Any contribution is accepted for this project we align with the MIT License for open source. If you are interested in contributing directly with us or just copy our code for an own project, you're completly free to do it. You can contact us by this email in case of doubts or contributions: [email protected]
.
- Steps for contributing:
- Fork the project.
- Create a branch (
git checkout -b feature/new-feature
). - Commit your changes (
git commit -am 'adding new feature'
). - Push the branch (
git push origin feature/new-feature
). - Open a pull request.
This project was originally created by a group team of Data Engineering Students for the subject Database Management.
- MARIO DAVID HERNÁNDEZ PANTOJA
- GERARDO HERNÁNDEZ WIDMAN
- SERGIO JOHANAN BARRERA CHAN
- JANETH GUADALUPE VALDIVIA PEREZ
- ESTHER GUADALUPE APAZA HACHO
Then it was reinvented for its improvement and is being mantained by:
- MARIO DAVID HERNÁNDEZ PANTOJA
This project is licensed under the MIT License
MIT License
Copyright (c) 2024 Mario David Hernández Pantoja
Permission is hereby granted, free of charge, to any person obtaining a copy of this software and associated documentation files (the "Software"), to deal in the Software without restriction, including without limitation the rights to use, copy, modify, merge, publish, distribute, sublicense, and/or sell copies of the Software, and to permit persons to whom the Software is furnished to do so, subject to the following conditions:
The above copyright notice and this permission notice shall be included in all copies or substantial portions of the Software.

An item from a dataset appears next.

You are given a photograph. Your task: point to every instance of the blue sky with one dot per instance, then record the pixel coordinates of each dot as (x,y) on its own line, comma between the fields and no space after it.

THE SOFTWARE IS PROVIDED "AS IS", WITHOUT WARRANTY OF ANY KIND, EXPRESS OR IMPLIED, INCLUDING BUT NOT LIMITED TO THE WARRANTIES OF MERCHANTABILITY, FITNESS FOR A PARTICULAR PURPOSE AND NONINFRINGEMENT. IN NO EVENT SHALL THE AUTHORS OR COPYRIGHT HOLDERS BE LIABLE FOR ANY CLAIM, DAMAGES OR OTHER LIABILITY, WHETHER IN AN ACTION OF CONTRACT, TORT OR OTHERWISE, ARISING FROM, OUT OF OR IN CONNECTION WITH THE SOFTWARE OR THE USE OR OTHER DEALINGS IN THE SOFTWARE.